Notably, the trial’s design highlights how co-administration strategies—pramipexole with antipsychotics—may optimize efficacy and safety, underscoring an avenue for future research. The biological plausibility of dopamine agonists exerting antidepressant effects in bipolar disorder is supported by neurobiological models linking dopaminergic dysregulation with mood symptoms.
Conclusion
The PAX-BD trial does not provide sufficient evidence to recommend pramipexole in routine clinical practice for treatment-resistant bipolar depression due to nonsignificant primary outcome results. Nonetheless, positive findings in secondary outcomes, psychosocial function, and patient quality of life suggest that pramipexole may hold therapeutic potential. Future trials with larger sample sizes and longer durations are warranted to confirm these benefits and clarify the role of concomitant antipsychotic treatment.

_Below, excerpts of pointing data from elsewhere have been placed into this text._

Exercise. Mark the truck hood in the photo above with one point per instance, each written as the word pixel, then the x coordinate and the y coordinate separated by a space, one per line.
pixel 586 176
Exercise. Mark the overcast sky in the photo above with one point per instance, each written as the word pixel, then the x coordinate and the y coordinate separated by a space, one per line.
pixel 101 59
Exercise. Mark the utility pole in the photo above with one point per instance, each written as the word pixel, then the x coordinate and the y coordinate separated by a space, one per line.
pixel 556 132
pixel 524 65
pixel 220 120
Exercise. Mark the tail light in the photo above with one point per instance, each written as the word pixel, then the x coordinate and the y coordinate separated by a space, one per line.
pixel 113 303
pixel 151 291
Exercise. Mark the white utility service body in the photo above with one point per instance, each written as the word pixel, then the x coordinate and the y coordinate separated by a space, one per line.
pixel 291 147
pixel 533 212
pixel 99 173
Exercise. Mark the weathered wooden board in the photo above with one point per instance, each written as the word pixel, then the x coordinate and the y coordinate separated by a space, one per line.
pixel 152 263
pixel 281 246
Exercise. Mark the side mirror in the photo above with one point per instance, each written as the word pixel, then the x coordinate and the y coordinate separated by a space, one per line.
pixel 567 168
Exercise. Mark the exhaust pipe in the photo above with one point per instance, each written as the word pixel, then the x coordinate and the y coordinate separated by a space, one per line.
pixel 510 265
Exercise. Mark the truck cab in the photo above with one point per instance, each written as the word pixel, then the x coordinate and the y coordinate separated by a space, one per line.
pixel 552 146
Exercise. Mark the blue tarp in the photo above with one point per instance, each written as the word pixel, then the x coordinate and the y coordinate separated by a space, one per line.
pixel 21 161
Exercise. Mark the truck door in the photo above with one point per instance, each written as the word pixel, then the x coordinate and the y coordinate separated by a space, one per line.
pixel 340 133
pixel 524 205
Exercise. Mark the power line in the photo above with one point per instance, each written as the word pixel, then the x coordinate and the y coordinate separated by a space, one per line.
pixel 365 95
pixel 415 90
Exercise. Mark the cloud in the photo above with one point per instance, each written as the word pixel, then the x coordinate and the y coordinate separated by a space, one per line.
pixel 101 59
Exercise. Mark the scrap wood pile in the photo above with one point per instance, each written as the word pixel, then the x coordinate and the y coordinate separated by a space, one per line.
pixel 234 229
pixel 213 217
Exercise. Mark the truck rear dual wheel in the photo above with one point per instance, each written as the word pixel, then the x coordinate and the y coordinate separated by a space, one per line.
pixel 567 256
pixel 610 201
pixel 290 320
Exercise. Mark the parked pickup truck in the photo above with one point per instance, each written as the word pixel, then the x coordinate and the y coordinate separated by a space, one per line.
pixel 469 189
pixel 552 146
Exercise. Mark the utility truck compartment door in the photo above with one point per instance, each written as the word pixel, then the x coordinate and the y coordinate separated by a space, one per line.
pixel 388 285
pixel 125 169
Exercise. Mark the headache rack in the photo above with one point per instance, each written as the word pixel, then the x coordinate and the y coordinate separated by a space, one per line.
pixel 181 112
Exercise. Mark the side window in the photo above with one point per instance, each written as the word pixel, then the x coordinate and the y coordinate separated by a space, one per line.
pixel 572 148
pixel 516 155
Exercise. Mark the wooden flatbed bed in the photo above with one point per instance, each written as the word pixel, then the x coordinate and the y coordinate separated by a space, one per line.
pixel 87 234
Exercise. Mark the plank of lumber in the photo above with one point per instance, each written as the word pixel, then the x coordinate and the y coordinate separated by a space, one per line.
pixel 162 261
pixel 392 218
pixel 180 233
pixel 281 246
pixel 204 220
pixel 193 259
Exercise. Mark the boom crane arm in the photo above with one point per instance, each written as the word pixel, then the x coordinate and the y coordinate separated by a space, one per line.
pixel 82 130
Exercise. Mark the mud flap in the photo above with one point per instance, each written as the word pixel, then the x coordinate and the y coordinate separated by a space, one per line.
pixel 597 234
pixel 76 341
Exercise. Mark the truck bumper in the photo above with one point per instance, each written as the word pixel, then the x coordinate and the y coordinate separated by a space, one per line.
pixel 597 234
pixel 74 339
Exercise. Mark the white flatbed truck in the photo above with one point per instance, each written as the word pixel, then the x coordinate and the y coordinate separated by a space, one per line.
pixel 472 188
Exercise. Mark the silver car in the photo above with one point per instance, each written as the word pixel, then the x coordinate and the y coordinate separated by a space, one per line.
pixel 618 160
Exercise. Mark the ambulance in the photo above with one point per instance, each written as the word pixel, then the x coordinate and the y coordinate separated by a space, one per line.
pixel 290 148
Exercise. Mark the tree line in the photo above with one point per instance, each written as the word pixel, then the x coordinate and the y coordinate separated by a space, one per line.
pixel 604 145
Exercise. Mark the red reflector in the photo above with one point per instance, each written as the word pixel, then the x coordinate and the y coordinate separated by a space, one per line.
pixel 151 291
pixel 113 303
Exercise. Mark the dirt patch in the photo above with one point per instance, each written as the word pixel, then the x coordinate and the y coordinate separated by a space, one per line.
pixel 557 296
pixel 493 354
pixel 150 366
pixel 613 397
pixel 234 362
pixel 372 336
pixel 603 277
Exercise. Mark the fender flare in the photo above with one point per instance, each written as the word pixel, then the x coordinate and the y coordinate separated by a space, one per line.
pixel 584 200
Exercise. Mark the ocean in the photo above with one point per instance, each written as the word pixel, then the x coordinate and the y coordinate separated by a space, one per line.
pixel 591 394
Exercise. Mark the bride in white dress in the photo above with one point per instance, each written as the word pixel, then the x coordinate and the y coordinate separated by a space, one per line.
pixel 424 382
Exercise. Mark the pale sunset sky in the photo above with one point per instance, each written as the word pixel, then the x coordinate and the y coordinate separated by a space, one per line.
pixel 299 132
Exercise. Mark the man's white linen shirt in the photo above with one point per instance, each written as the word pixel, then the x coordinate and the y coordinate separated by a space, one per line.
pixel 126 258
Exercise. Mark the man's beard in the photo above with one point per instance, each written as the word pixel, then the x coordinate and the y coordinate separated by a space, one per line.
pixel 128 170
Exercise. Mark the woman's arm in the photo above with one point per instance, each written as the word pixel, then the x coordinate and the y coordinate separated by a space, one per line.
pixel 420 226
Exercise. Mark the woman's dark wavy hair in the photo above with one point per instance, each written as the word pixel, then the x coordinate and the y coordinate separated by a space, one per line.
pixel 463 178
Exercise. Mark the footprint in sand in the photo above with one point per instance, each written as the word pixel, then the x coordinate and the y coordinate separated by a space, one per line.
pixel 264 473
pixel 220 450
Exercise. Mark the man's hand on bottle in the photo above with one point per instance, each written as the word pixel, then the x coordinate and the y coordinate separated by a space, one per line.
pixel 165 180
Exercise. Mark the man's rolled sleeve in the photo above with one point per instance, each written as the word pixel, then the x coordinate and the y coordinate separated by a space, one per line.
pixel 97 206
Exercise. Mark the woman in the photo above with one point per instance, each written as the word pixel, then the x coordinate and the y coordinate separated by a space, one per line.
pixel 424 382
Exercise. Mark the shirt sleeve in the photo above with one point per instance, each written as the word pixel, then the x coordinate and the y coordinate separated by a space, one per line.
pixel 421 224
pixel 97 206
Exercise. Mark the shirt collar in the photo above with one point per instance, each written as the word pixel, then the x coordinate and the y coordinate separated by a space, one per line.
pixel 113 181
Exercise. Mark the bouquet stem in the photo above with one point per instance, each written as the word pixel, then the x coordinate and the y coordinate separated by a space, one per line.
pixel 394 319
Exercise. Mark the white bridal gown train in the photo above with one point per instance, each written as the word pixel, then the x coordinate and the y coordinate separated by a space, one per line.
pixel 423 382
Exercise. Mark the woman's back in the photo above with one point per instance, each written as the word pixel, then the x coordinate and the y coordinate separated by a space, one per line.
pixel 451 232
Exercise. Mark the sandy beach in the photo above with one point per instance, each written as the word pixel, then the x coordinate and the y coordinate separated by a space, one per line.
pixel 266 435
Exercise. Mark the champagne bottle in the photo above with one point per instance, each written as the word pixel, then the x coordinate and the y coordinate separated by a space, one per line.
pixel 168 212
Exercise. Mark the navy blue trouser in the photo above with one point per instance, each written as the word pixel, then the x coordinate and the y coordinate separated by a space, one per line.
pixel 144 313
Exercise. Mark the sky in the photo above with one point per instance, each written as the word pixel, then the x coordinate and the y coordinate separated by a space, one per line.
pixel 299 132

Funding and Trial Registration
This study was funded by the National Institute for Health and Care Research (NIHR) Health Technology Assessment programme (NIHR award ref: 16/154/01) and published in Health Technology Assessment; Vol. 29, No. 21. The clinical trial is registered as ISRCTN72151939 and EudraCT 2018-2869-18.
References
McAllister-Williams H, et al. Pramipexole in addition to mood stabilisers for treatment-resistant bipolar depression: the PAX-BD randomised double-blind placebo-controlled trial. Health Technol Assess. 2025 May;29(21):1-216. doi: 10.3310/HBFC1953. PMID: 40455248; PMCID: PMC12146921.